A visually prominent element — typically a button or link — that directs users toward a specific desired action, such as signing up, purchasing, or learning more. Effective CTAs use clear, action-oriented language, are positioned where user intent is already high, and are visually distinct from surrounding elements.
Common contexts
- Rewriting a 'Submit' button as 'Start Free Trial' to reduce anxiety before a sign-up form
- Repositioning a CTA below a pricing comparison table where user intent peaks
- Testing whether a ghost button versus a filled button on a secondary action affects primary CTA clicks
Use when
Place a CTA where the user has just consumed enough information to feel confident taking the next step — not where it is most visible on the page. A CTA shown before the user has the context to act on it generates anxiety, not clicks.
Avoid when
Avoid stacking multiple competing CTAs on the same screen — every additional option you present reduces the likelihood the user takes any of them. If you find yourself adding 'or you could also...' language around a CTA, that's a signal you need to decide on a primary action, not add another button.
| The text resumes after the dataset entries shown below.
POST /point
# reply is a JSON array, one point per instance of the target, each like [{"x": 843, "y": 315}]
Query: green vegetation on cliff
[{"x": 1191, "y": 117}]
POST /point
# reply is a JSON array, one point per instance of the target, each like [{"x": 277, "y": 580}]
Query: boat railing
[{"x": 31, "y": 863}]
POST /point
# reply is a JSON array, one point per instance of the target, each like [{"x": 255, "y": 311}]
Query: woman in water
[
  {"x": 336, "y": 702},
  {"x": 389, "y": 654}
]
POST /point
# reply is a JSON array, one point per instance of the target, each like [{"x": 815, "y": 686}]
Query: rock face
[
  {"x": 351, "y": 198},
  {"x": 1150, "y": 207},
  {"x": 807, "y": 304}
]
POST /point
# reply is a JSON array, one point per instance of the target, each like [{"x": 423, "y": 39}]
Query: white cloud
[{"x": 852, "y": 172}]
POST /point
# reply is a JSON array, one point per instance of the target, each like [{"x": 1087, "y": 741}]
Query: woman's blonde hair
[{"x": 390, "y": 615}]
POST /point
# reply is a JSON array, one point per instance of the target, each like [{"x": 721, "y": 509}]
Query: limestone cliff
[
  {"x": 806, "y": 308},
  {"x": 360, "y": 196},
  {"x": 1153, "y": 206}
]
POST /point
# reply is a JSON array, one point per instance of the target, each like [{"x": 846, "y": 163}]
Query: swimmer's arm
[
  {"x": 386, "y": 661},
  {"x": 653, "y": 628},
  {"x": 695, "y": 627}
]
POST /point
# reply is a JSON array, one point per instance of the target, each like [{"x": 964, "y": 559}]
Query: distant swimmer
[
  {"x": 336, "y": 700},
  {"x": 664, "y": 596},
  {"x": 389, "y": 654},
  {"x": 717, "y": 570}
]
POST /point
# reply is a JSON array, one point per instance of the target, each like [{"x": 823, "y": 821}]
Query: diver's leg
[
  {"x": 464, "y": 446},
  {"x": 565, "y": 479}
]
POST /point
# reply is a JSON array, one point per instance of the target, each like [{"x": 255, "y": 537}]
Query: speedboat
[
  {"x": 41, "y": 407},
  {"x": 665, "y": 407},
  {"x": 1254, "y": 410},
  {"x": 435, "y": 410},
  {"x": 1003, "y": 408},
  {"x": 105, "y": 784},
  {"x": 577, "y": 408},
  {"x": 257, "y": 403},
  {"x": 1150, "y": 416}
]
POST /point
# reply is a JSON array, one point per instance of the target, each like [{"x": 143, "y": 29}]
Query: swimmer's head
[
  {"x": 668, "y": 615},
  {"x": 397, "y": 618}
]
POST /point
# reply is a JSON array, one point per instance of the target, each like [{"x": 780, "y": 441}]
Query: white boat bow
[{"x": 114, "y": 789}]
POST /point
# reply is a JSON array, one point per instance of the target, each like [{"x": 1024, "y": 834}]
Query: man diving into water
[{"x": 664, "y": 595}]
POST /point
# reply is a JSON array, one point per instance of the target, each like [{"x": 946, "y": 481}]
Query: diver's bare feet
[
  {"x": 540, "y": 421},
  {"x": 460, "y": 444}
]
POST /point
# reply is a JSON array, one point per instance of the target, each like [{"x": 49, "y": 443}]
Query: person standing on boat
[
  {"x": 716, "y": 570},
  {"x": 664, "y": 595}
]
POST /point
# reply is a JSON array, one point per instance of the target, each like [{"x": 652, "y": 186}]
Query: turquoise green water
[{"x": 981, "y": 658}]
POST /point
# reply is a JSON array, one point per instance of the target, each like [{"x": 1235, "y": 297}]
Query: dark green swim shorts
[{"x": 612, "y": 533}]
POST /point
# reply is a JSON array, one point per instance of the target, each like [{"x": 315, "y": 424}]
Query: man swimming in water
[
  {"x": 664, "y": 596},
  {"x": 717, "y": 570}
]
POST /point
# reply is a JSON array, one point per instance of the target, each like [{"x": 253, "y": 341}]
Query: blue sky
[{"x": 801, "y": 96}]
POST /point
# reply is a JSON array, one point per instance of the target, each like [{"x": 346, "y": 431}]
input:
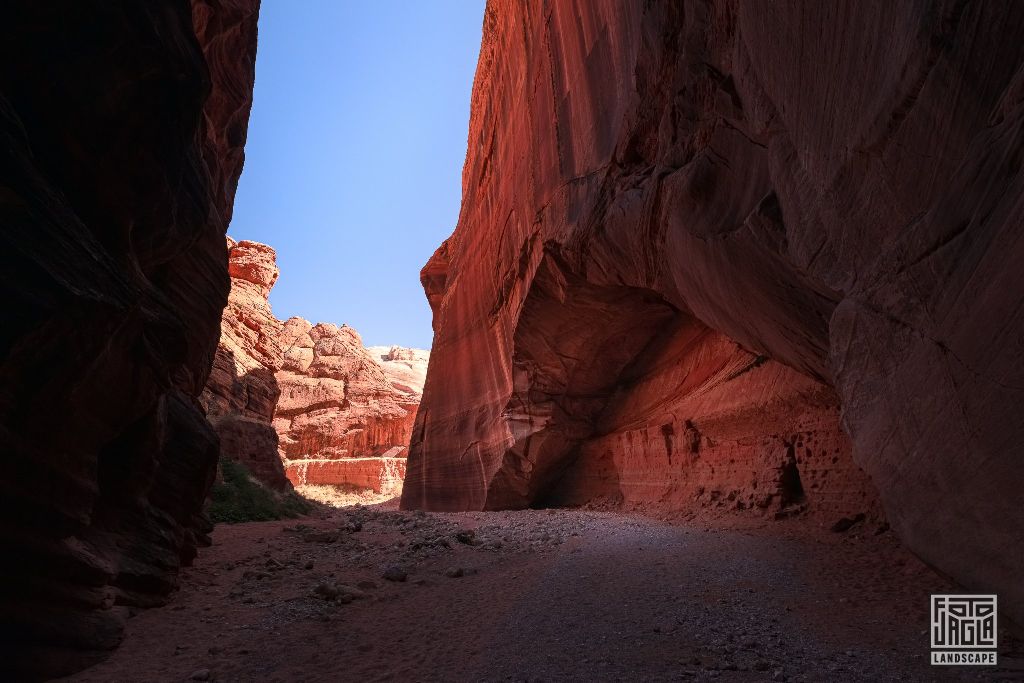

The label on a CTA should complete the sentence 'I want to...' from the user's perspective — not from the business's perspective. 'Get Started' is what the company wants; 'Build My First Report' is what the user wants.
Real-world examples
- Spotify's homepage uses a high-contrast green 'Get Spotify Free' button as its primary CTA, with a lower-emphasis secondary link for premium, directing most users to the free funnel.
- Airbnb's hero section features a single search CTA—'Start your search'—keeping the entry point focused and reducing decision paralysis.